Starting from a composite score and filtering within it is faster. Openbook condenses financial metrics into factor scores and then into two headline ratings on a 0 to 100 scale: a Reward score for how attractive the fundamentals and valuation look against sector peers, and a Risk score for how much downside the balance sheet, volatility and earnings stability imply.
Because every company is scored on the same basis, you can rank the whole universe in one click and apply two or three filters on top, rather than spending fifteen minutes on filter archaeology. The methodology sets out exactly how the drivers are calculated, which matters when you are deciding whether to trust a number you did not compute yourself.
Four screens you can build in under two minutes
Concrete recipes. Adjust the thresholds to taste, and treat them as starting points rather than gospel.
The contrarian value screen
For unloved businesses that are still fundamentally sound.
- Value score: above 70
- Quality score: above 50
- Net debt / EBITDA: below 2.5x
- Market cap: above £250m, as a liquidity floor
- Sort by Reward score, descending
The quality and leverage filters do the essential work. Cheap-and-deteriorating is a value trap; cheap-and-stable is a value opportunity.
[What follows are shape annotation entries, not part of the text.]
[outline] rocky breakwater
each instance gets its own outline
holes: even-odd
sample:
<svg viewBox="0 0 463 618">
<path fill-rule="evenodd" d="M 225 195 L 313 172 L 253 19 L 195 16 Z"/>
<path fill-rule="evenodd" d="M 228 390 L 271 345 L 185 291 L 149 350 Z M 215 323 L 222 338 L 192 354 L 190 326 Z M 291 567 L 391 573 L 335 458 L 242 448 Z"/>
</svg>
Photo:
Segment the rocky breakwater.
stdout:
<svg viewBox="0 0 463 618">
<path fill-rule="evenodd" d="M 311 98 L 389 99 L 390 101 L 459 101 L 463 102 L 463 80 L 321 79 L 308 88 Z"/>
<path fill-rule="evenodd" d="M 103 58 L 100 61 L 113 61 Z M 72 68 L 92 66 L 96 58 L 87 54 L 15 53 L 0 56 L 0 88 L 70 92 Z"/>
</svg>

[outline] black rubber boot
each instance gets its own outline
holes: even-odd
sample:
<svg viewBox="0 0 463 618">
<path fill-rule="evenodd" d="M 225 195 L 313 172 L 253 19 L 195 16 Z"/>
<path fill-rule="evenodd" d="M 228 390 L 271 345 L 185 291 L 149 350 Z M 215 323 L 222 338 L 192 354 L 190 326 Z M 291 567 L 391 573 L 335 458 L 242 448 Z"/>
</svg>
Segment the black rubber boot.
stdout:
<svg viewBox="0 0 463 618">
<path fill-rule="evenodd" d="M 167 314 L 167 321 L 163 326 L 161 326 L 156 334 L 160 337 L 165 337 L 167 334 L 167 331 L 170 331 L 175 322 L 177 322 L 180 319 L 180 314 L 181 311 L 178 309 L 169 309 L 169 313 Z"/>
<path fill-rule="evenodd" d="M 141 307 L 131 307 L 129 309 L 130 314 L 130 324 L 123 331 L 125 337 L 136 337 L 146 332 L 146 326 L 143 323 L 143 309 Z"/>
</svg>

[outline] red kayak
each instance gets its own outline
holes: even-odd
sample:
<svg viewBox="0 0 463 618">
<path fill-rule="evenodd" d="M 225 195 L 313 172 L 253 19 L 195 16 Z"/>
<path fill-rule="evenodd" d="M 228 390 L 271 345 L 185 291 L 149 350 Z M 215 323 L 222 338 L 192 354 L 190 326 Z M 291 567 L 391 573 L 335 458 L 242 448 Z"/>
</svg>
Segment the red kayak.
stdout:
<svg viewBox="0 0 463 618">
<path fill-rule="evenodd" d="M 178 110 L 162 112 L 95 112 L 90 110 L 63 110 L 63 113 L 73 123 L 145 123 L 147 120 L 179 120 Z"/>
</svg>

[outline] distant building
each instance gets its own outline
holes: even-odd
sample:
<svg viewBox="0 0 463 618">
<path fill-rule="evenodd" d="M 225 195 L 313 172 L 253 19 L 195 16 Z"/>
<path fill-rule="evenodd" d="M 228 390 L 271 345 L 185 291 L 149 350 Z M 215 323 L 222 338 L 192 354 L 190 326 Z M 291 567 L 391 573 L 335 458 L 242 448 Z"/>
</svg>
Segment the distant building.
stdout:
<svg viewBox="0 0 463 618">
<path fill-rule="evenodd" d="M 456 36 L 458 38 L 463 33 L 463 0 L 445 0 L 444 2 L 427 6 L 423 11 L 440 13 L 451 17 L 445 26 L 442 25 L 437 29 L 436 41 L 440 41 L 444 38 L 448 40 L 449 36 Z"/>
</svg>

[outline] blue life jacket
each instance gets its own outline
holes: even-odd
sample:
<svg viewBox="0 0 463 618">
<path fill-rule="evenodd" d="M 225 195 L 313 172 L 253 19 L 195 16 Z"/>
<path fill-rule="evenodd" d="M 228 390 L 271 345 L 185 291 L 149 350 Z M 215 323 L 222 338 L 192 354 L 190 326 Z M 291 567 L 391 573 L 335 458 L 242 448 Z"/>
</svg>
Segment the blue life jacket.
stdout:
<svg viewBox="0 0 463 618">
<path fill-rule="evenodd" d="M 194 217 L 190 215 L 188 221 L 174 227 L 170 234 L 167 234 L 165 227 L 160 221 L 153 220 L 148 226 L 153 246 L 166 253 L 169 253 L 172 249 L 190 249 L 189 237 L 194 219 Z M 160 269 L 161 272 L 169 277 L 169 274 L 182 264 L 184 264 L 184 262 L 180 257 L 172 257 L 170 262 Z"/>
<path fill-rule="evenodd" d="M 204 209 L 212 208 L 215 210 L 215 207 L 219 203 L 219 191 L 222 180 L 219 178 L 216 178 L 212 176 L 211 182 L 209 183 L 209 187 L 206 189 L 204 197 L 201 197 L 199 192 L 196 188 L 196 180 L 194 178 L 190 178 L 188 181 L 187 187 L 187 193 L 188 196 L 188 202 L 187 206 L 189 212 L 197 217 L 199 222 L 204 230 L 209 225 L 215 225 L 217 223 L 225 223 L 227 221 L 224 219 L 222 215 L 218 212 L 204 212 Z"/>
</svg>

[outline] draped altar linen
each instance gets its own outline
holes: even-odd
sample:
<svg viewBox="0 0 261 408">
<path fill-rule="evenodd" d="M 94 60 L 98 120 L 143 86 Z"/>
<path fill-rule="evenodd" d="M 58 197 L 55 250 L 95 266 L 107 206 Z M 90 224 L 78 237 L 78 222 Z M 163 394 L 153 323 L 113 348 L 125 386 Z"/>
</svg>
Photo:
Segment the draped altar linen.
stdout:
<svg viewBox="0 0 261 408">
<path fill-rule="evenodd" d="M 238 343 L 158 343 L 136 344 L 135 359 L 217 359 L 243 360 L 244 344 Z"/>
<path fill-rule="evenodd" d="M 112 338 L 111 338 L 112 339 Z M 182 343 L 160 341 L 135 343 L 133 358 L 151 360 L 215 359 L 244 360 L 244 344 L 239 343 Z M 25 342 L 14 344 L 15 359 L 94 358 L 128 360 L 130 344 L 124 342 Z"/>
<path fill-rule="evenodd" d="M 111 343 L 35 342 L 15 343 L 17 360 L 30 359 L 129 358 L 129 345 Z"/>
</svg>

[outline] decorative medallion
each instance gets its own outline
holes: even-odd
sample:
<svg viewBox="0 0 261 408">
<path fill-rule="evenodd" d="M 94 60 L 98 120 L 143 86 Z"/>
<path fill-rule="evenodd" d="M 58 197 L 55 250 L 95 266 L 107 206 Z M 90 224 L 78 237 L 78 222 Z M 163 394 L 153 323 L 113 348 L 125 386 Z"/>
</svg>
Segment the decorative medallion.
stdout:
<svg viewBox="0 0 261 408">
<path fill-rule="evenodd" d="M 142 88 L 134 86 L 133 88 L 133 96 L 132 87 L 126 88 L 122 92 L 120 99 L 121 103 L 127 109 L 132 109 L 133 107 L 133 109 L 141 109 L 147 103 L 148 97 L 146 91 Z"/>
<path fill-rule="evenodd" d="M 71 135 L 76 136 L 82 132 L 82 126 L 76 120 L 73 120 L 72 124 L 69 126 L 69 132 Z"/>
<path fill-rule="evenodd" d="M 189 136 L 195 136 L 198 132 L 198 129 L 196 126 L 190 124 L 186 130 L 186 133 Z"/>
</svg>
Without those two conditions you will simply surface the market's genuine disasters, of which London has a steady supply.
The quality compounder screen
Businesses that reinvest at high rates of return and grind higher over years.
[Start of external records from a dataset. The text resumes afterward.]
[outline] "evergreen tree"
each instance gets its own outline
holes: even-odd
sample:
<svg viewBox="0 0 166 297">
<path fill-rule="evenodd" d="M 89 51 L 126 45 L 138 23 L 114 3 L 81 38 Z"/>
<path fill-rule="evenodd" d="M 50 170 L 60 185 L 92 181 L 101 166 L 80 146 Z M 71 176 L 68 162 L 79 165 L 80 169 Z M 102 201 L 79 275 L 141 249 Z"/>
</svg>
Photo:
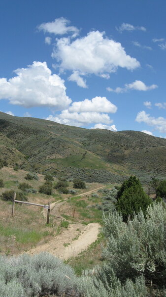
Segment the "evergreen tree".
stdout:
<svg viewBox="0 0 166 297">
<path fill-rule="evenodd" d="M 137 213 L 141 209 L 145 214 L 147 206 L 152 203 L 151 198 L 144 192 L 139 179 L 131 176 L 124 182 L 118 192 L 116 208 L 126 221 L 129 215 L 132 219 L 134 213 Z"/>
<path fill-rule="evenodd" d="M 157 198 L 166 198 L 166 180 L 161 181 L 156 190 Z"/>
</svg>

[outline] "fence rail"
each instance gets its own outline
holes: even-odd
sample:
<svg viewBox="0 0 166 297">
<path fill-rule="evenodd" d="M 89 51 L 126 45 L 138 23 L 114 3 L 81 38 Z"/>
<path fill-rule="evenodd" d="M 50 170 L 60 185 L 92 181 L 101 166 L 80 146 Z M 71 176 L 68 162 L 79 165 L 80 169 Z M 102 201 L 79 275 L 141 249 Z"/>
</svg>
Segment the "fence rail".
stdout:
<svg viewBox="0 0 166 297">
<path fill-rule="evenodd" d="M 49 202 L 48 205 L 45 204 L 39 204 L 37 203 L 32 203 L 31 202 L 27 202 L 26 201 L 20 201 L 20 200 L 16 200 L 16 193 L 15 192 L 14 194 L 13 200 L 13 205 L 12 205 L 12 210 L 11 212 L 11 215 L 13 216 L 14 214 L 14 209 L 15 209 L 15 202 L 18 202 L 18 203 L 22 203 L 24 204 L 28 204 L 31 205 L 35 205 L 36 206 L 41 206 L 41 207 L 43 207 L 43 208 L 46 208 L 47 209 L 47 224 L 49 224 L 49 218 L 50 218 L 50 202 Z"/>
</svg>

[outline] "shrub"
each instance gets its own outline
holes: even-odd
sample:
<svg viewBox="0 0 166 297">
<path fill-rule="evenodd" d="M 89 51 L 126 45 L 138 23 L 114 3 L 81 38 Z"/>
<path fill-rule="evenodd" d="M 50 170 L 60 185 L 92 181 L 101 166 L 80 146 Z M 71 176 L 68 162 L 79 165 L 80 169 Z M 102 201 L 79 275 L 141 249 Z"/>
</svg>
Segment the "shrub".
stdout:
<svg viewBox="0 0 166 297">
<path fill-rule="evenodd" d="M 124 182 L 118 192 L 116 208 L 126 221 L 129 215 L 132 219 L 134 213 L 140 209 L 145 214 L 148 206 L 152 203 L 152 199 L 143 191 L 138 179 L 131 176 Z"/>
<path fill-rule="evenodd" d="M 68 190 L 68 193 L 69 194 L 76 194 L 77 193 L 77 191 L 75 190 L 73 190 L 73 189 L 70 189 Z"/>
<path fill-rule="evenodd" d="M 47 182 L 52 182 L 54 180 L 53 176 L 50 173 L 47 173 L 44 176 L 44 179 Z"/>
<path fill-rule="evenodd" d="M 23 192 L 25 192 L 27 189 L 30 189 L 31 188 L 31 186 L 27 183 L 21 183 L 18 186 L 18 188 Z"/>
<path fill-rule="evenodd" d="M 123 281 L 143 274 L 153 282 L 165 283 L 166 268 L 166 211 L 163 204 L 148 206 L 134 214 L 127 224 L 116 211 L 103 216 L 107 242 L 103 257 L 108 271 Z"/>
<path fill-rule="evenodd" d="M 27 173 L 27 175 L 26 175 L 26 176 L 25 177 L 25 179 L 28 180 L 32 180 L 33 179 L 33 177 L 32 174 L 31 174 L 30 173 Z"/>
<path fill-rule="evenodd" d="M 166 198 L 166 180 L 161 181 L 156 190 L 157 197 Z"/>
<path fill-rule="evenodd" d="M 66 181 L 59 181 L 55 186 L 55 189 L 60 189 L 60 188 L 66 188 L 68 186 L 68 183 Z"/>
<path fill-rule="evenodd" d="M 7 163 L 6 160 L 2 160 L 0 158 L 0 169 L 2 168 L 4 166 L 7 166 Z"/>
<path fill-rule="evenodd" d="M 35 189 L 31 188 L 30 189 L 27 189 L 25 191 L 27 193 L 33 193 L 35 194 L 37 193 L 37 191 Z"/>
<path fill-rule="evenodd" d="M 0 297 L 78 296 L 73 270 L 51 254 L 0 258 Z"/>
<path fill-rule="evenodd" d="M 2 193 L 2 199 L 4 201 L 13 201 L 14 191 L 12 190 L 6 191 Z M 27 201 L 27 197 L 22 192 L 16 192 L 16 200 Z"/>
<path fill-rule="evenodd" d="M 4 186 L 3 181 L 2 179 L 0 179 L 0 188 L 3 188 Z"/>
<path fill-rule="evenodd" d="M 97 193 L 93 193 L 93 194 L 91 195 L 91 197 L 98 198 L 99 197 L 99 195 Z"/>
<path fill-rule="evenodd" d="M 68 194 L 68 190 L 66 188 L 61 187 L 61 188 L 59 188 L 58 190 L 60 193 L 62 193 L 63 194 Z"/>
<path fill-rule="evenodd" d="M 69 222 L 68 221 L 66 221 L 65 220 L 63 220 L 61 222 L 61 226 L 63 227 L 64 228 L 68 228 L 69 225 Z"/>
<path fill-rule="evenodd" d="M 39 187 L 38 192 L 46 195 L 52 195 L 52 188 L 50 185 L 45 184 Z"/>
<path fill-rule="evenodd" d="M 85 182 L 79 179 L 75 179 L 73 181 L 73 188 L 75 189 L 86 189 Z"/>
<path fill-rule="evenodd" d="M 37 181 L 38 180 L 38 177 L 36 174 L 32 174 L 31 173 L 27 173 L 27 174 L 25 177 L 25 179 L 28 180 L 32 180 L 33 179 L 36 180 Z"/>
</svg>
- Return on equity: above 15%
- Operating margin: above 12%
- Revenue growth, three year: above 8%
- Risk score: below 40
- Sort by Growth score, descending
Expect this screen to return expensive companies. That is the point. You are looking for durability and accepting that you will pay for it. Whether the growth rate justifies the multiple is a valuation question, not a screening one.
The dividend income screen
For the income portion of an ISA, where the real danger is chasing a yield straight into a cut.
- Dividend yield: between 3.5% and 8%, where the upper bound is a filter and not an oversight
- Payout ratio: below 75%
- Free cash flow: positive for three consecutive years
- Balance sheet strength: above average
A double-digit yield on a UK share is usually the market pricing in a cut rather than offering you a gift. Capping the upper bound removes most of them before they waste your afternoon.
The momentum screen
For shorter timeframes, where you are acting on relative strength.
- Momentum score: above 80
- Price above both the 50-day and 200-day moving averages
- Average daily volume: above 500,000 shares
- Market cap: above £100m
The volume filter is non-negotiable on the UK market, and doubly so on AIM, which is full of names carrying spreads wide enough to eat a week's gain on entry. If you cannot exit a position inside a single day's normal volume, it does not belong on a momentum shortlist no matter how good the chart looks.
How Openbook screens the UK market
The screener covers the LSE and AIM alongside international markets, with the pricing conventions handled properly, so a 245p share is treated as 245p. The same factor framework is applied to every company, which means the score you see on the screener is the identical score you see on the stock page. Nothing switches frameworks between the two.
From a shortlist, the sequence that works is to read the score drivers rather than the score, check the risk rating for the reason behind it, compare the survivors side by side, and only then go deep on the two or three names that are left. A brilliant idea that takes your financials weighting to 45% is not a brilliant idea, which is what the portfolio tracker is for.
If you want the wider landscape first, our stock analysis guide covers what to do with a company once the screener has handed it to you.
The bottom line
The point of screening the UK market is not to find the answer. It is to eliminate the seventeen hundred companies that were never going to be the answer, so your limited research time goes somewhere useful. Pick three or four filters that reflect what you actually believe, apply them consistently, and handle the pence.